Blue-ribbon panel to recommend cybersecurity measure to next president

Published 6 November 2007

CSIS creates a 31-member committee of experts and policy makers to recommend comprehensive cybersecurity measures to the next president

A new blue-ribbon panel that will develop cybersecurity recommendations for the next president faces a compressed schedule and the challenge of agreeing on a cybersecurity agenda that it wants the next administration to address. FCWs Jason Miller quotes experts to say that cyber threats from terrorists, organized crime, and other countries lack a common thread and instead stem from a variety of vulnerabilities, including insufficient training, technology weaknesses, and a culture of Internet use that puts the public and private sector at risk. For those reasons, the most obvious recommendation for improving basic cyberdefenses is the hardest to accomplish, said Glenn Schlarman, former branch chief at the Office of Information Policy and Technology at the Office of Management and Budget (OMB). The Center for Strategic and International Studies (CSIS) organized the Commission on Cyber Security for the 44th Presidency and outlined in a recent briefing. “We want to give the next administration new ideas or policies that they can pick up and run with,” said Jim Lewis, director of CSIS’s technology and public policy program. “This is a threat that is growing and putting our critical infrastructure and financial systems in peril. People are attacking the U.S. in better and smarter ways, and we need to become better and smarter to deal with them.” Schlarman said that “nearly every example of something bad that happened — even the Chinese having their way with defense systems — has not been rocket science but poor security practices. We still do not correct commonly known vulnerabilities in information systems. The problem is poor hygiene. There is not some new dirt that we have to get out.”

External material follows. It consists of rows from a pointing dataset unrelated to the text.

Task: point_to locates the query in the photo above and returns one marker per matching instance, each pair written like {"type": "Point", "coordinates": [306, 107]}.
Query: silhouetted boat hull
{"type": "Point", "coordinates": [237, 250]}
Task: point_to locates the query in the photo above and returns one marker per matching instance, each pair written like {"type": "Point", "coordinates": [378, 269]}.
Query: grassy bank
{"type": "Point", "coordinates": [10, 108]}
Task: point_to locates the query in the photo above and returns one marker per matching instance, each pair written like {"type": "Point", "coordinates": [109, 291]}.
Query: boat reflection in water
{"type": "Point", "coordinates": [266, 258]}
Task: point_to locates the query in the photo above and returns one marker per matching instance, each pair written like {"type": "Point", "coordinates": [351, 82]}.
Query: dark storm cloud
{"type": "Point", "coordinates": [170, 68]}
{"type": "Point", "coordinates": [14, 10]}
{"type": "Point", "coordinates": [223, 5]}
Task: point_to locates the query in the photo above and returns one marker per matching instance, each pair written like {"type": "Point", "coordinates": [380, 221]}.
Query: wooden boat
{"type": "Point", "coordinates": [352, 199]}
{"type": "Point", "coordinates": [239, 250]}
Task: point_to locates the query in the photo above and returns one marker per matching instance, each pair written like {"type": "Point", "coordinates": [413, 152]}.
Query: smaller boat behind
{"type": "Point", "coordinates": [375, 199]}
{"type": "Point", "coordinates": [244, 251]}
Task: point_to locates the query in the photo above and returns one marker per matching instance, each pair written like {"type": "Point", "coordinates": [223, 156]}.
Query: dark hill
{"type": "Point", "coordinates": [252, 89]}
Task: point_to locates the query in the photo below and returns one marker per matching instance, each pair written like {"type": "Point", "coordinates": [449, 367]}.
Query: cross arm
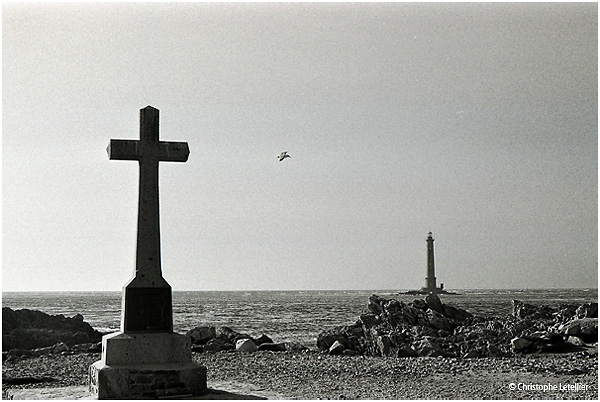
{"type": "Point", "coordinates": [123, 150]}
{"type": "Point", "coordinates": [173, 151]}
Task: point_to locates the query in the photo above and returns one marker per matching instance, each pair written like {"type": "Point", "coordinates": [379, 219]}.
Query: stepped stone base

Representatives Jim Langevin (D-Rhode Island) and Mike McCaul (R-Texas), chairman and ranking member, respectively, of the Homeland Security Committee’s Emerging Threats, Cybersecurity, and Science and Technology Subcommittee, as cochairmen of the panel. Scott Charney, vice president at Microsoft’s Trustworthy Computing Group, and retired Navy Adm. Bobby Inman, a professor of national policy at the University of Texas at Austin, will represent industry as the panel’s cochairmen. The thirty-one-member commission, which includes former federal officials and industry leaders, will hold five plenary sessions to discuss an agenda. The first one is scheduled for this week. The panel plans to submit recommendations to the next president by December 2008, Langevin said. The commission will offer a blueprint for securing cyberspace, Langevin said. “My philosophy as subcommittee chairman is that we are such a free and open society that it is very difficult if not impossible to secure the Internet. My objective is to identify the most severe vulnerabilities and close them.”